Posted by ましま at 2008年02月04日 11:12
>ましまさん
 信念を持って書いてますから。
 防衛族も含め、自民党の利権議員は、目先のことしか考えていないように思えます。
 海外派遣恒久法には、小沢代表も賛成しており、憲法の空洞化が進みつつあります。
 高村、石波のスタンスはとにかく、与野党ともに、憲法をないがしろにし、国際的に孤立するアメリカと心中しようという今の対米盲従路線は、どこかで止めなければなりません。

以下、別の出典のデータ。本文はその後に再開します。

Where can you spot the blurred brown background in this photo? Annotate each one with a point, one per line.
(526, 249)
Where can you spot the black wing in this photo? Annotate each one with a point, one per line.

Posted by 眠り猫 at 2008年02月04日 12:56
第一次湾岸戦争当時、「日本は金だけ出して血を流さない」というアメリカの批判に関して、軍事評論家の田岡俊二氏が、「当時は経済的に日本の絶頂期で、派兵しようがしまいがアメリカは日本を叩いただろう」と、以前CSで話されていました。この手の話を誇張するのは外務省だそうで、彼等も防衛省に負けず劣らず日米防衛利権にどっぷり漬かっているようですね。個人的な感覚ですが、現在、日本は、経済・外交面で、アメリカを周回遅れで追いかけているように思えてなりません。違うコースを走らなければならないのに・・・。その意味でも、いつの間にか与党ボケして福祉と平和の理念を捨てた公明党共々、自公政権の終焉を願っています。
Posted by bronks at 2008年02月04日 21:28
>bronksさん
 コメントありがとうございます。
 おっしゃる通りかと思います。利権の問題もさることながら、今の日本の世襲議員たちには、アジアを含めた、将来を展望した外交に関するビジョンが、まったくないように思えます。アメリカからの圧力や利益誘導もあるのでしょうが、それにしても無策すぎます。
 公明党についても、まさに看板に偽りありで、自民追従の姿勢には失望するのみです。